Tuesday 10 February 2009

Soundtrack to the Winter

Err... where did January go?

I spent mine mostly holed up indoors. Log fire, Sailor Jerry's, Articulate, crossword, Playstation and (to get to the point) DVD player.

Usual form is to watch a movie then get obsessed with it's genre for a week and scour eBay for others of it's kind. Most recently the post-apocalyptic-last-man-on-earth-is-not-alone genre has become the focus - it started with 'The Omega Man (1971)' with Charlton Heston and hasn't finished yet. For the best part of January - and with credit to an enthusiasts... enthusiasm (...er?) - it was John Carpenter.



You've seen so many John Carpenter movies even if you missed the clue in the title of nearly all of them - 'John Carpenter's... (197*)' - and the more you see the greater the bond between them. The hook for me was (getting to the point again) the soundtrack. Every one, including the ones he didn't compose the music for, has a distinct sound that becomes something of a signifier for his work as an auteur - incidentally the music for 'The Thing (1982)' is composed by soundtrack legend Ennio Morricone.



For the most part you find sustained analogue synths accompanied by seventies style guitar licks, eschewing the gratuitous porn style for something far more atmospheric. Considering the mystical, supernatural vein of Carpenter's work the soundtrack conveys the message. It's akin to other classic horror scores - notably Italian band Goblin who were commisioned for Romero's 'Dawn of the Dead (1978)' - in that as standalone music it plays beautifully against the Krautrock sound so prevailent in that era but lacks a commercial tone.



Having said that John Carpenter does stray into camp eighties Giorgio Moroder territory. Even releasing a bit of it for the infamous Kurt Russell-fest 'Big Trouble in Little China (1986).
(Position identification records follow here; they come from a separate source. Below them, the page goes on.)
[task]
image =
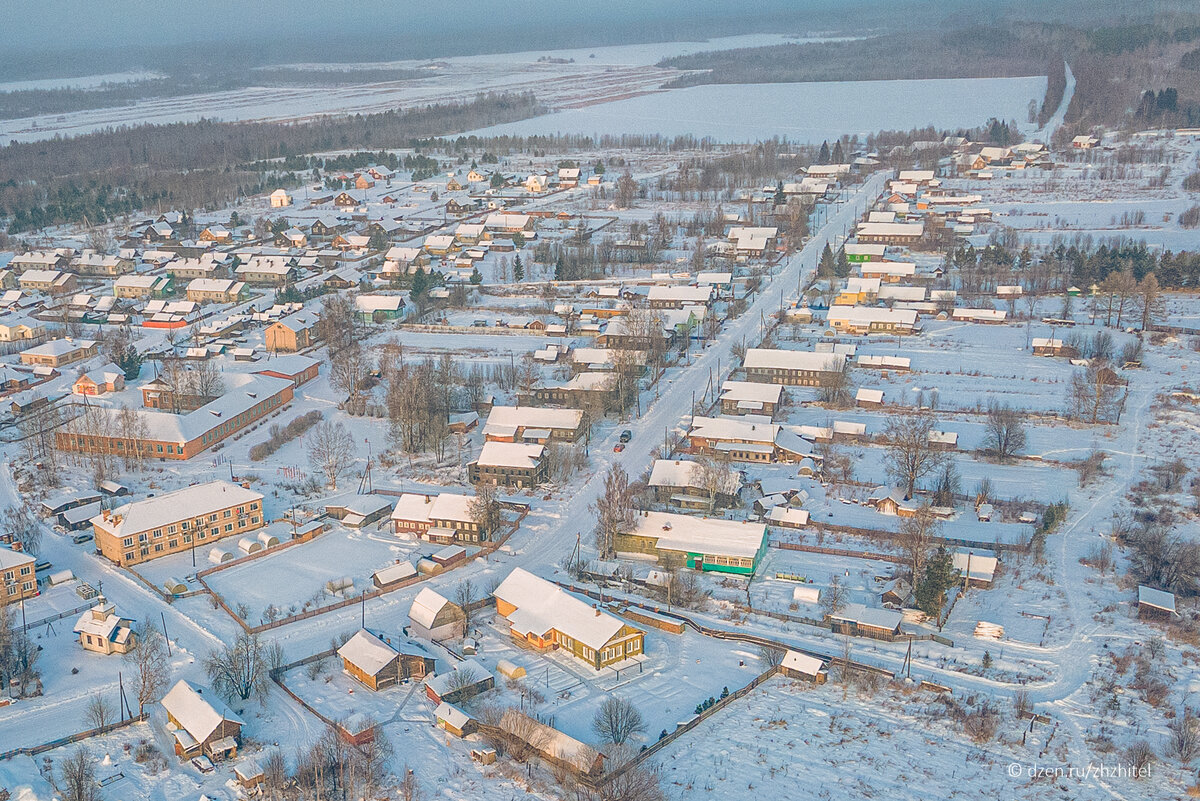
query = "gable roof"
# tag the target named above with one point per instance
(367, 652)
(543, 606)
(426, 607)
(197, 710)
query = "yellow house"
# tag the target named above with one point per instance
(103, 631)
(543, 615)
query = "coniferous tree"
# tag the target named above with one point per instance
(841, 269)
(826, 265)
(940, 576)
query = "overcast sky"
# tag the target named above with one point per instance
(143, 32)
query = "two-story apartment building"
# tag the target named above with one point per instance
(546, 616)
(179, 521)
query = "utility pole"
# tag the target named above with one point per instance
(165, 634)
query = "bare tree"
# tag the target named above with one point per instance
(23, 527)
(833, 600)
(613, 510)
(627, 190)
(772, 656)
(910, 453)
(330, 450)
(1095, 395)
(1150, 301)
(916, 537)
(837, 389)
(1183, 736)
(151, 670)
(99, 712)
(1005, 434)
(485, 509)
(77, 776)
(239, 670)
(409, 788)
(617, 721)
(463, 598)
(348, 367)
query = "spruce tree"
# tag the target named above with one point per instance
(841, 269)
(940, 576)
(827, 264)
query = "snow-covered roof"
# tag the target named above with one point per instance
(533, 416)
(397, 572)
(863, 615)
(1158, 598)
(367, 652)
(543, 606)
(426, 607)
(738, 429)
(705, 535)
(510, 455)
(180, 505)
(802, 663)
(786, 515)
(197, 710)
(451, 715)
(983, 568)
(60, 347)
(741, 391)
(774, 359)
(441, 682)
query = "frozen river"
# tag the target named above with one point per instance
(801, 112)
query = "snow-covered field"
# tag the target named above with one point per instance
(813, 112)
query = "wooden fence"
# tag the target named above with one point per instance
(31, 751)
(486, 549)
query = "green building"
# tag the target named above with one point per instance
(703, 543)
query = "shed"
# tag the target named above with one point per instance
(802, 666)
(449, 555)
(807, 595)
(113, 488)
(336, 585)
(217, 556)
(393, 574)
(454, 720)
(1155, 604)
(60, 577)
(249, 544)
(249, 775)
(509, 670)
(435, 618)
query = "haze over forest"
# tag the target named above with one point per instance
(76, 37)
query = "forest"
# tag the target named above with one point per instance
(1115, 66)
(203, 164)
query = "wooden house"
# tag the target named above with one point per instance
(102, 631)
(379, 664)
(802, 666)
(545, 616)
(432, 616)
(1155, 604)
(467, 680)
(203, 724)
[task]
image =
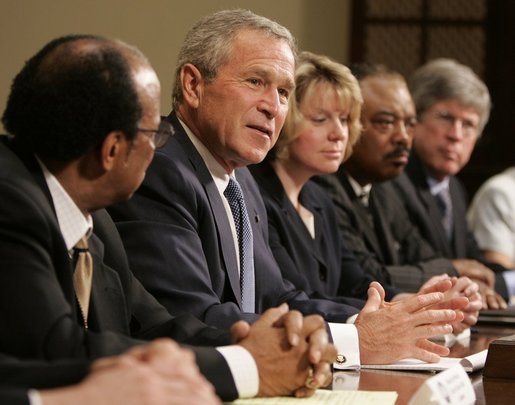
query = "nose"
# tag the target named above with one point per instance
(269, 103)
(455, 130)
(338, 131)
(403, 132)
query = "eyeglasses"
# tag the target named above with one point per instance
(159, 136)
(447, 120)
(386, 123)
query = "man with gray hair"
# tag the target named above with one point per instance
(453, 106)
(196, 231)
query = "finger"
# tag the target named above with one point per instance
(293, 322)
(322, 375)
(420, 301)
(436, 316)
(428, 351)
(453, 303)
(318, 341)
(374, 300)
(304, 392)
(440, 286)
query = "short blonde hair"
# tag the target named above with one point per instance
(311, 70)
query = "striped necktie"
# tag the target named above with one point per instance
(234, 196)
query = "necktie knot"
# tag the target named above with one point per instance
(83, 277)
(444, 202)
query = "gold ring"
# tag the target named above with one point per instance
(310, 379)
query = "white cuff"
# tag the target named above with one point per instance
(346, 340)
(243, 368)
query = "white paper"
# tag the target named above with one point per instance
(327, 397)
(470, 363)
(450, 387)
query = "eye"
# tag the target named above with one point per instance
(382, 124)
(284, 94)
(254, 81)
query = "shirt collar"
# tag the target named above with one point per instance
(435, 186)
(362, 192)
(72, 223)
(218, 173)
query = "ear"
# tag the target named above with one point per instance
(114, 146)
(192, 85)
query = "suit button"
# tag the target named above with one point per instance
(341, 359)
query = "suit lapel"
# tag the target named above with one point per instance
(365, 218)
(217, 207)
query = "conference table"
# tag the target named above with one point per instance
(488, 391)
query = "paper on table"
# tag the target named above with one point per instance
(327, 397)
(470, 363)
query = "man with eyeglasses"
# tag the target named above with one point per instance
(453, 107)
(377, 231)
(84, 121)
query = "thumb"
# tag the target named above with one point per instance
(373, 302)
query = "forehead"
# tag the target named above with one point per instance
(386, 93)
(321, 94)
(455, 107)
(259, 49)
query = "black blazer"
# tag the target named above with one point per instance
(388, 248)
(179, 242)
(38, 310)
(423, 210)
(323, 267)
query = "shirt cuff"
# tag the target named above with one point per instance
(34, 397)
(243, 369)
(509, 279)
(346, 340)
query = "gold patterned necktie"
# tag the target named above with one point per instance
(83, 277)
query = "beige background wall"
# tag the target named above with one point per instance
(157, 27)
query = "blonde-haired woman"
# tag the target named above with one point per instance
(322, 125)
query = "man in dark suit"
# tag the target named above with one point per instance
(130, 378)
(453, 106)
(370, 214)
(234, 76)
(84, 113)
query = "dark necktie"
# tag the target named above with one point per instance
(443, 200)
(235, 199)
(83, 277)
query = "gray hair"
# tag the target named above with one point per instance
(208, 44)
(446, 79)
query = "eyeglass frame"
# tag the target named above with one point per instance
(159, 136)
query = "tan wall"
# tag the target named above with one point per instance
(157, 27)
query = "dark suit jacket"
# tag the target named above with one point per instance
(38, 310)
(322, 266)
(423, 210)
(179, 242)
(388, 248)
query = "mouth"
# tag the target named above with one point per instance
(262, 129)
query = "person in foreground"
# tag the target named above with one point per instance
(131, 378)
(453, 106)
(321, 128)
(84, 118)
(200, 250)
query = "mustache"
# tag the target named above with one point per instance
(399, 150)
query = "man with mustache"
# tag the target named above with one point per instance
(370, 213)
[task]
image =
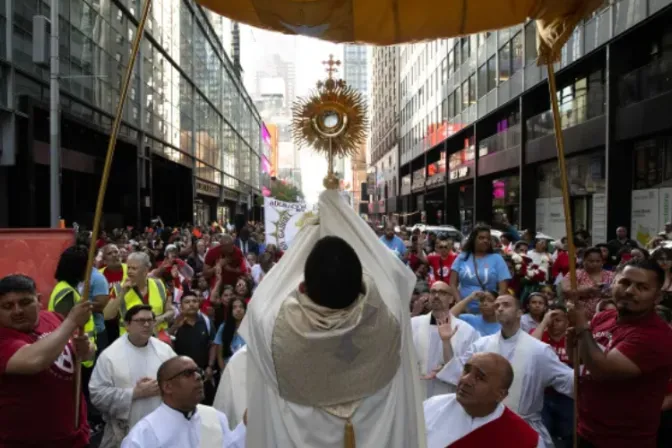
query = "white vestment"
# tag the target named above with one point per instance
(168, 428)
(392, 416)
(429, 349)
(231, 397)
(535, 367)
(447, 421)
(114, 377)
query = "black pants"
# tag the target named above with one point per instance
(665, 430)
(583, 443)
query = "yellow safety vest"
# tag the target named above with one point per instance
(61, 290)
(157, 300)
(118, 286)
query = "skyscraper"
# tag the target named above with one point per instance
(356, 75)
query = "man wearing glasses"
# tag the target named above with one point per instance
(123, 385)
(441, 261)
(180, 421)
(438, 336)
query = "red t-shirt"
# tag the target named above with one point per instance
(38, 410)
(441, 266)
(228, 278)
(413, 262)
(558, 347)
(625, 413)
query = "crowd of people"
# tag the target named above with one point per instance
(518, 282)
(493, 324)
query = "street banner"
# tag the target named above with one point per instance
(35, 253)
(283, 220)
(644, 224)
(664, 208)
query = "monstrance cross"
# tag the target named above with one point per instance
(331, 65)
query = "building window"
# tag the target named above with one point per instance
(482, 80)
(505, 62)
(492, 73)
(472, 89)
(458, 60)
(466, 49)
(530, 43)
(451, 106)
(517, 52)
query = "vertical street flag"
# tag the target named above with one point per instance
(283, 220)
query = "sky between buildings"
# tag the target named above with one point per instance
(257, 47)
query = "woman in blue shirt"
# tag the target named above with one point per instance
(478, 268)
(227, 340)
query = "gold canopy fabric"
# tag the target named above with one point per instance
(387, 22)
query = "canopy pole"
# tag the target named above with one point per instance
(103, 184)
(571, 250)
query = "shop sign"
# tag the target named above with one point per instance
(207, 189)
(645, 215)
(229, 195)
(418, 180)
(438, 179)
(406, 184)
(459, 173)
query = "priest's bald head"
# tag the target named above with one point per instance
(484, 383)
(333, 274)
(181, 383)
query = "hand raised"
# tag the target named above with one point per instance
(80, 313)
(446, 329)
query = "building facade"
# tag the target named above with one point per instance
(190, 144)
(476, 130)
(384, 130)
(356, 75)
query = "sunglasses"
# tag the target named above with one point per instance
(188, 373)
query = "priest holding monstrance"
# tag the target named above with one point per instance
(330, 350)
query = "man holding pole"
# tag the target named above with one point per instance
(38, 355)
(627, 363)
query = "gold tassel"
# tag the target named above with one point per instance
(349, 435)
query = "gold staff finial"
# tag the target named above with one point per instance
(331, 120)
(331, 65)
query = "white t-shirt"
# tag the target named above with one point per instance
(142, 362)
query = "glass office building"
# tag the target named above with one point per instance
(476, 130)
(190, 143)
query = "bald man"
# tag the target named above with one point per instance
(438, 336)
(229, 258)
(475, 416)
(535, 364)
(180, 421)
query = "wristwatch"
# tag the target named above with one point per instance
(580, 330)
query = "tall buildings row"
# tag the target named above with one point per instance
(353, 169)
(273, 86)
(475, 130)
(190, 147)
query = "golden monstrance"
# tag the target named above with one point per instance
(331, 120)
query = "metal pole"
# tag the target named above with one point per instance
(54, 122)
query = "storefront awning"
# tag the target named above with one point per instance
(388, 22)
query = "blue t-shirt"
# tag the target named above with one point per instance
(99, 287)
(396, 245)
(492, 269)
(236, 343)
(484, 328)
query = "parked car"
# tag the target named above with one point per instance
(445, 231)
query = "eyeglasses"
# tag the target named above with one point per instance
(144, 321)
(439, 292)
(188, 373)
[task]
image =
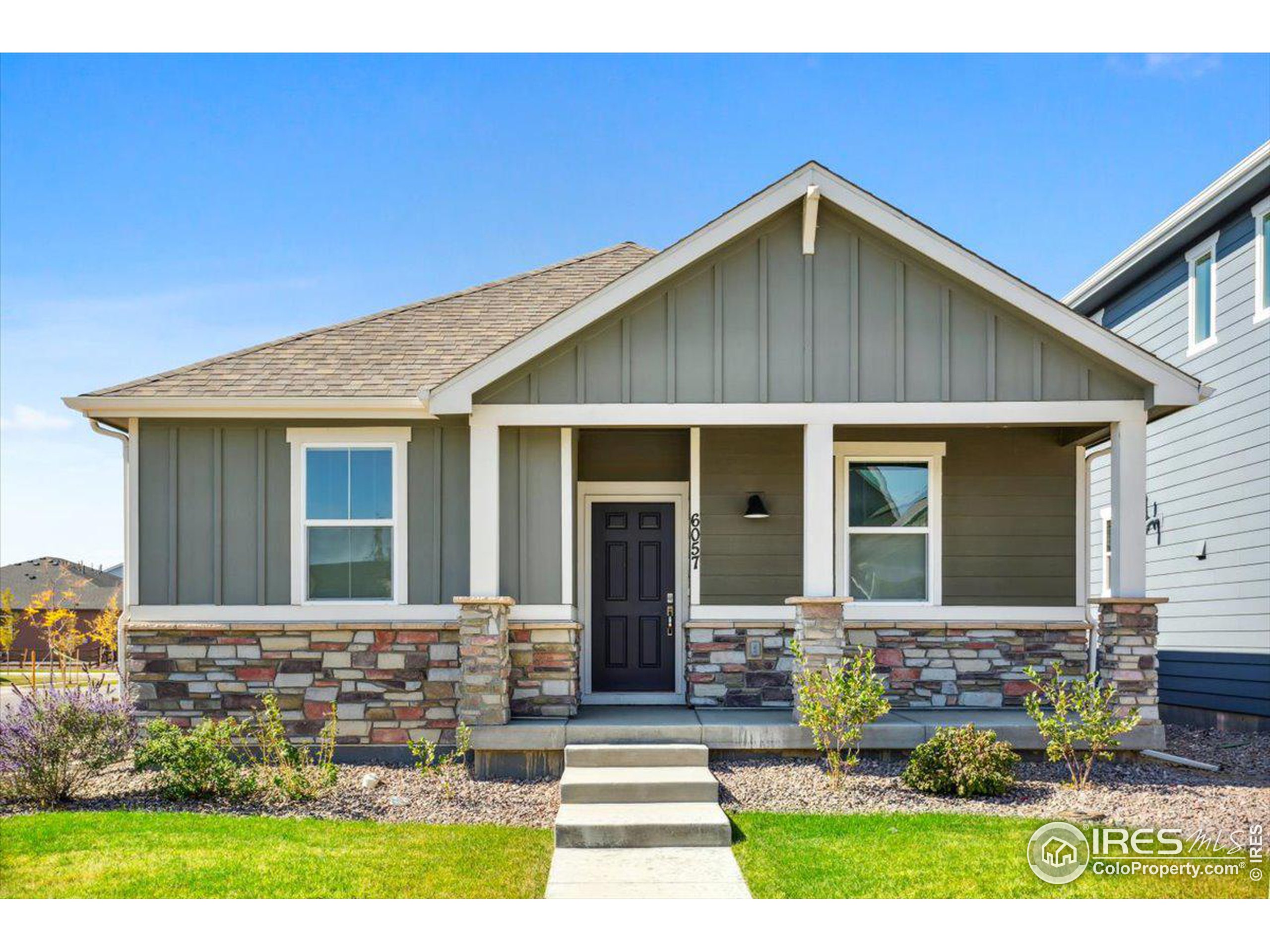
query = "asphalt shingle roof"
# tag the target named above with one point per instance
(393, 353)
(92, 588)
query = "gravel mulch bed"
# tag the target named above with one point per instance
(1126, 792)
(403, 795)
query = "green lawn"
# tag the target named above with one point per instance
(126, 855)
(928, 856)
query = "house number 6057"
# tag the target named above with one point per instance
(695, 540)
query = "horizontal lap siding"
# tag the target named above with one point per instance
(1009, 513)
(1208, 480)
(215, 517)
(751, 561)
(863, 320)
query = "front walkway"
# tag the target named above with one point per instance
(659, 873)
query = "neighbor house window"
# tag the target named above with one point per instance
(1202, 295)
(1262, 239)
(348, 507)
(888, 497)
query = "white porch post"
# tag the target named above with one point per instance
(817, 509)
(483, 509)
(1130, 507)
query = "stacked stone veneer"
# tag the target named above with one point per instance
(1127, 653)
(389, 685)
(958, 665)
(544, 678)
(720, 672)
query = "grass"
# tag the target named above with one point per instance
(171, 855)
(929, 856)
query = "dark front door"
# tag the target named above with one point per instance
(632, 578)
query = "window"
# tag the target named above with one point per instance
(1262, 239)
(1202, 295)
(348, 512)
(1107, 551)
(888, 495)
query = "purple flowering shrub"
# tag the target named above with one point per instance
(56, 739)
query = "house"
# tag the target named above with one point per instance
(1196, 291)
(633, 477)
(62, 583)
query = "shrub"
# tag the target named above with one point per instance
(1083, 714)
(196, 765)
(58, 739)
(441, 767)
(287, 771)
(962, 762)
(835, 702)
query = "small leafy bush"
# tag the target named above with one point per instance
(196, 765)
(962, 762)
(835, 702)
(58, 739)
(1083, 724)
(285, 771)
(441, 767)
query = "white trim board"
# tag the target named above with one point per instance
(369, 613)
(677, 494)
(1023, 413)
(1171, 385)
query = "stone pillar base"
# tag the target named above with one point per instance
(486, 683)
(1128, 629)
(820, 631)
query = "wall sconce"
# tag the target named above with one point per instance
(755, 508)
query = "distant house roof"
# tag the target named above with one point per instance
(93, 587)
(394, 353)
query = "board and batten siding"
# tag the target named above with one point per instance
(529, 511)
(859, 321)
(1208, 483)
(215, 516)
(751, 561)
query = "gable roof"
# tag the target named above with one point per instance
(1171, 386)
(1199, 216)
(394, 353)
(93, 587)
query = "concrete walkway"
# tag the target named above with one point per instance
(658, 873)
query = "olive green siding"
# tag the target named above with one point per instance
(215, 516)
(529, 484)
(860, 320)
(1009, 513)
(751, 561)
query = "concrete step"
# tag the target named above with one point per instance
(636, 756)
(638, 785)
(632, 826)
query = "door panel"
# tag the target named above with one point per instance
(633, 547)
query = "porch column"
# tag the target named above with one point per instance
(1130, 507)
(483, 509)
(818, 511)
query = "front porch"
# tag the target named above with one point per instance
(534, 747)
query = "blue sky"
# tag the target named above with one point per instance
(157, 211)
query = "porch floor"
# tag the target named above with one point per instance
(759, 729)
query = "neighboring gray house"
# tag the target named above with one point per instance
(1194, 290)
(634, 477)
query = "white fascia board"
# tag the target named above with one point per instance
(313, 408)
(1039, 413)
(1169, 229)
(1171, 386)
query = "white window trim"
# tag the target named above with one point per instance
(1205, 249)
(1105, 549)
(394, 438)
(931, 455)
(1260, 211)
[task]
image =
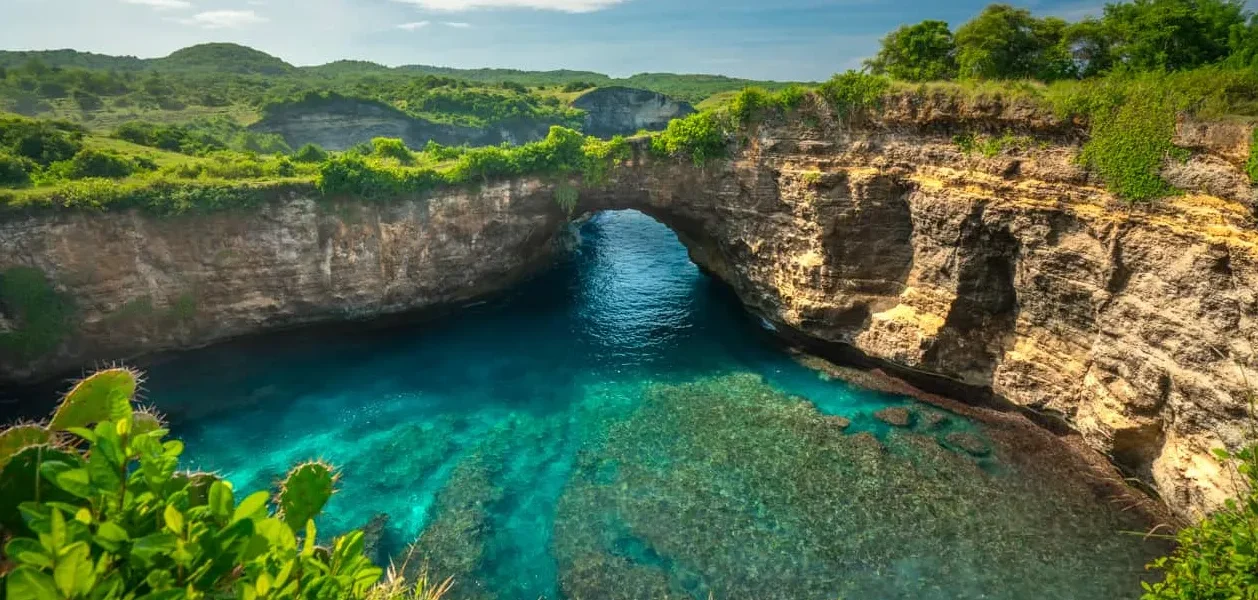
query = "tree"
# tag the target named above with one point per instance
(1173, 34)
(917, 53)
(1091, 47)
(1008, 43)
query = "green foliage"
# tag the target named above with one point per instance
(15, 170)
(39, 141)
(103, 396)
(100, 164)
(1173, 34)
(853, 92)
(305, 492)
(16, 438)
(1008, 43)
(749, 105)
(917, 53)
(388, 147)
(1217, 559)
(1132, 127)
(40, 315)
(566, 198)
(700, 136)
(310, 154)
(112, 518)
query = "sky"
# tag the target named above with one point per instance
(759, 39)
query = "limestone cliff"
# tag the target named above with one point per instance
(142, 283)
(619, 111)
(1017, 273)
(1015, 276)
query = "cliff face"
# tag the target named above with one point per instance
(1015, 273)
(618, 111)
(344, 122)
(142, 283)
Now, as the seventies comes back around as a forecasted trend this summer, the sound is filtering into new music. Zombie Zombie have a krautrock style well appropriated to a Paris-Shoreditch movement - their post-modern G.I.Joe/The Thing video kick-started a lot of this post. A proper slow burning disc for me has been Principles of Geometry's album 'Lazare (2008)' (French too), it has all the hallmarks of a John Carpenter score but with the introduction of polite MC-ing and collaboration from Eurovision's own Sebastien Tellier. Further, the guy from MVE (who has begun putting aside the random Italian bootleg Goblin CDs for me) put me onto Delia Gonzalez and Gavin Russom 'The Days of Mars (2005)' from DFA. They have clearly squirrelled themselves away for a few years, and aren't exactly shop music, with a 4 track album of 12 minute songs using multiple samples of live keyboards.



Hopefully amongst the new albums out this year they'll be a bit more from these retroactive-progressive artists and it'll be interesting if us Brits have anything too. It would mean a lot more to sink teeth into and an opportunity to broaden the adventure.